Wednesday, November 28, 2012

No Fruitcake Jokes, Please

If I wouldn't eat it plain, I wouldn't  put it in my fruitcake

When I was a kid, my father's secretary used to give our family a homemade fruitcake every Christmas. It was generally rich, heavy, and delicious. As a young married, I made a dark fruitcake pretty regularly, buying mountains of dried dates, raisins, figs, currants, and other similar foods. I would start making it the weekend after Thanksgiving and then let it age until Christmas. But a few years later,  I started hearing rumors that fruitcake was not beloved by all; in fact, some people really disliked them. A Boston Globe columnist wrote a funny anti-fruitcake column every year. Stad-up comics began to tell cruel jokes about fruitcakes. Heck, even Edward Gorey got into the act.

I began to have doubts as to whether my gift was truly appreciated. Good fruitcakes are a tremendous amount of work, and they are also expensive to make. The rum alone costs more than $20. But you can't make a good fruitcake with cheap rum. And if you start with real dried apricots, Medjool dates, black mission figs, and similar other fruits, the cost mounts. (None of that weird, fluorescent glaceed peel goes into my fruitcake!) So I didn't want to spend the time, effort, and money if no one wanted the result.

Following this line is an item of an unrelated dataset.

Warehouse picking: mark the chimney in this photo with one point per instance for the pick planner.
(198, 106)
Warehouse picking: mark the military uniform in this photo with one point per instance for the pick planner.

But I love good fruitcake, and for years had a small cadre of other diehard fruitcake aficionados. I'd bake a few just for us. The year I got sick and had multiple surgeries and treatments, I stopped making fruitcakes, and then I got out of the habit. This year, however, my brother wondered if I'd be making them again, and I thought, "Yes!" He will get one, since he also loves them.

So I've started. Last night I chopped up all the fruit and nuts and threw them into a large bowl to soak up rum. In a week, I'll put the batter together and actually bake them. I will hoard my fruitcake, sharing it only with people who truly adore and appreciate this toothsome treat. When I've polished mine off, that's it for the year.

So don't make fun of fruitcake within my hearing; I take this food seriously.